In order to address this problem, the project team interviewed UPMC staff familiar with the process and analyzed historical patient data to better understand the factors which affect the length of stay. One such factor, we hypothesized, was consulting physician turnaround times.
Mainly the effect of consults on a patient's length of stay was examined. The team examined patient data for cases with and without consults and grouped the cases by DRG to eliminate case complexity as a possible confounding variable. The analysis showed a difference of almost 1.5 patient days in some DRG categories and indicated there is likely a relationship worth further investigation.

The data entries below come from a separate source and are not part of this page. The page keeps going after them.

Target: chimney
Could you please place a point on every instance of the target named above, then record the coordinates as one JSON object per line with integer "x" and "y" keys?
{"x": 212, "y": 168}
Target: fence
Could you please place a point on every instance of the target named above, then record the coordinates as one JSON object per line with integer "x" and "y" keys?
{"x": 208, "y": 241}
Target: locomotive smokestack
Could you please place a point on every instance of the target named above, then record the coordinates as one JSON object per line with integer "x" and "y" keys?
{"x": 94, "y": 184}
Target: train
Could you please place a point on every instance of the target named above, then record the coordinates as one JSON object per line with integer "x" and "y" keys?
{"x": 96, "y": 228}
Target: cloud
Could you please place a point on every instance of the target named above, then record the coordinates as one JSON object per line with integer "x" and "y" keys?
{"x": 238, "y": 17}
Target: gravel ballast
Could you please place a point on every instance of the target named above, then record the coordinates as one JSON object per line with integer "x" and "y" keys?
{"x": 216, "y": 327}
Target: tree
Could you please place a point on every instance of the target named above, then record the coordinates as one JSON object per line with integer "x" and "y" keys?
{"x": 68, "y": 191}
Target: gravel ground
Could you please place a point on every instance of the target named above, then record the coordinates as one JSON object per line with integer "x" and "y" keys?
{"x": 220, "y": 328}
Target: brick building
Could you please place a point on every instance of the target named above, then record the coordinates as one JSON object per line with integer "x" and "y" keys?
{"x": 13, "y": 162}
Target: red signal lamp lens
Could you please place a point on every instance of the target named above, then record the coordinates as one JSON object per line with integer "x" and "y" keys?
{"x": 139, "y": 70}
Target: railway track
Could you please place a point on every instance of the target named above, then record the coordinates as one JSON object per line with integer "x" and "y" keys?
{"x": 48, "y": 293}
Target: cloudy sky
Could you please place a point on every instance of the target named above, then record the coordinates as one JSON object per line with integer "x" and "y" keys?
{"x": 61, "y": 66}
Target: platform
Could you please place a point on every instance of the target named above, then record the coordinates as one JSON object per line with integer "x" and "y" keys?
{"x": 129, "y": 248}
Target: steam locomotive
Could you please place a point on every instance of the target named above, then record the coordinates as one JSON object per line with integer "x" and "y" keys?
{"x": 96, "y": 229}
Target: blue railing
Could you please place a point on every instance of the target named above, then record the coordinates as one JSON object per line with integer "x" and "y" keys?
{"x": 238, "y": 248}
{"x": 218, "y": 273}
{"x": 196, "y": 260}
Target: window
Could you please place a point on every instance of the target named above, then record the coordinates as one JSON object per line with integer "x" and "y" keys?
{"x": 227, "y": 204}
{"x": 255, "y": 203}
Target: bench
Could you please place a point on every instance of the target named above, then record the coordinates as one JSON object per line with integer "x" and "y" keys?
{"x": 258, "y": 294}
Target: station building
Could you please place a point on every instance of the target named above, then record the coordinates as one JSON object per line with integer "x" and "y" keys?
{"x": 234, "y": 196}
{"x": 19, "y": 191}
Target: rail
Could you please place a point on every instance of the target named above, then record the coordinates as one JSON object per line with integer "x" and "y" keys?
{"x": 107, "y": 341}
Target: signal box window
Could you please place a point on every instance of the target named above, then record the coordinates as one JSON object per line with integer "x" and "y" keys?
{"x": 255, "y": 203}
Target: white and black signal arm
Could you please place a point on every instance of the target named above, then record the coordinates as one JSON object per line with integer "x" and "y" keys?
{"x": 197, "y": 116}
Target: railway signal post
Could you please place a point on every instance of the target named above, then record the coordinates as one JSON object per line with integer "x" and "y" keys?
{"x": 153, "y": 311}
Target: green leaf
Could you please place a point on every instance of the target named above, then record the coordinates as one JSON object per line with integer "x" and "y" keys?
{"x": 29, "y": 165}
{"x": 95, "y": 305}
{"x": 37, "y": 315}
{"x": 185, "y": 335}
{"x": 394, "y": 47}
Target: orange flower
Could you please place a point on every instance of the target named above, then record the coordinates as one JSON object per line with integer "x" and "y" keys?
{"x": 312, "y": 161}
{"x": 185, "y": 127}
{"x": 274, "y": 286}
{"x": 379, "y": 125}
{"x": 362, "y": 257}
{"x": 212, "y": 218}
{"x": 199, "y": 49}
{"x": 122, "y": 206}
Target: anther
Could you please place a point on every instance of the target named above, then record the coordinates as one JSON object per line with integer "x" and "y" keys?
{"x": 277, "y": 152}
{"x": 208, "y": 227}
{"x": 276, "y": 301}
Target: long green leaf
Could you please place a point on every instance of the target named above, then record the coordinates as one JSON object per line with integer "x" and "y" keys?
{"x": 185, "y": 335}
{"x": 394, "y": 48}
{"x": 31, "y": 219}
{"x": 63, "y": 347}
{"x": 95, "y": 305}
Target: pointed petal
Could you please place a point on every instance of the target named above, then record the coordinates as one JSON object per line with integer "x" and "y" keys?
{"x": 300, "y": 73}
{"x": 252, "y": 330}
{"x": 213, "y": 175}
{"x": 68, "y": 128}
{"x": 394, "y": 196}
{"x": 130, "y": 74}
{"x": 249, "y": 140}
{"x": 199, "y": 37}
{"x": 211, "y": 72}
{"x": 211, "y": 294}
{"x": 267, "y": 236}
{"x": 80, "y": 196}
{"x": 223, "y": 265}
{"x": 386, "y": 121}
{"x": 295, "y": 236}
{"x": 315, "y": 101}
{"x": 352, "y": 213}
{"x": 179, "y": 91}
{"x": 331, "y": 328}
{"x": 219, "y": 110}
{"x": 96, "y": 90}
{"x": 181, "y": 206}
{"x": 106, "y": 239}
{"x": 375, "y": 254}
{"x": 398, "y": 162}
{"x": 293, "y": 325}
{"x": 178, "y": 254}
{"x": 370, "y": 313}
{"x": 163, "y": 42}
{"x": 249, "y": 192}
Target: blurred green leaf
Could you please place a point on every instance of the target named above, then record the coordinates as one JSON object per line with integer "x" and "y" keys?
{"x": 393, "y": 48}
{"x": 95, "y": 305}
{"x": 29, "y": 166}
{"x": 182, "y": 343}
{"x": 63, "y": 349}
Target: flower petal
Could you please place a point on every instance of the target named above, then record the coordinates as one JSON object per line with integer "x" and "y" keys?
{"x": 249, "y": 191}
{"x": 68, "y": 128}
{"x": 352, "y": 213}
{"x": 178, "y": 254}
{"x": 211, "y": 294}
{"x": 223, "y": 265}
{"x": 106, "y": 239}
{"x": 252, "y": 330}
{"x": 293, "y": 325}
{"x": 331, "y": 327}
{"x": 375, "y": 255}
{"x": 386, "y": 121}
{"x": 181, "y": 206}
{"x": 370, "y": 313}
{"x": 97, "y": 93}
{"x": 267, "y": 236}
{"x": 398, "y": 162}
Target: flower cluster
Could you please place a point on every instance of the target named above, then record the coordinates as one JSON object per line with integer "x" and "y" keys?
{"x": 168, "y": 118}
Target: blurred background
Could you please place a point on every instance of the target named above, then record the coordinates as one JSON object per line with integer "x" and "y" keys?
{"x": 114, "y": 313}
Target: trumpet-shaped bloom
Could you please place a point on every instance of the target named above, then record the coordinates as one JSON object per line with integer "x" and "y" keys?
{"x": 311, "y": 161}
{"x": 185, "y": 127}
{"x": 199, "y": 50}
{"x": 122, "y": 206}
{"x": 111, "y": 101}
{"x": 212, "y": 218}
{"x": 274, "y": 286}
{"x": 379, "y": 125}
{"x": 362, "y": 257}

Additionally, the team developed a machine learning prediction model using data available early in a patient’s stay to better determine when a patient’s discharge should be planned. This was intended as a proof of concept to show how new techniques, including machine learning, could be applied to the healthcare industry.
Based on qualitative observations by members of the UPMC staff embedded in the process, the team made recommendations to standardize practices in laboratory/radiology orders and elevated care facility placement. By implementing our recommendations, we estimate a reduction in patients’ length of stay, an increase in the volume of patients seen, and greater overall hospital profitability.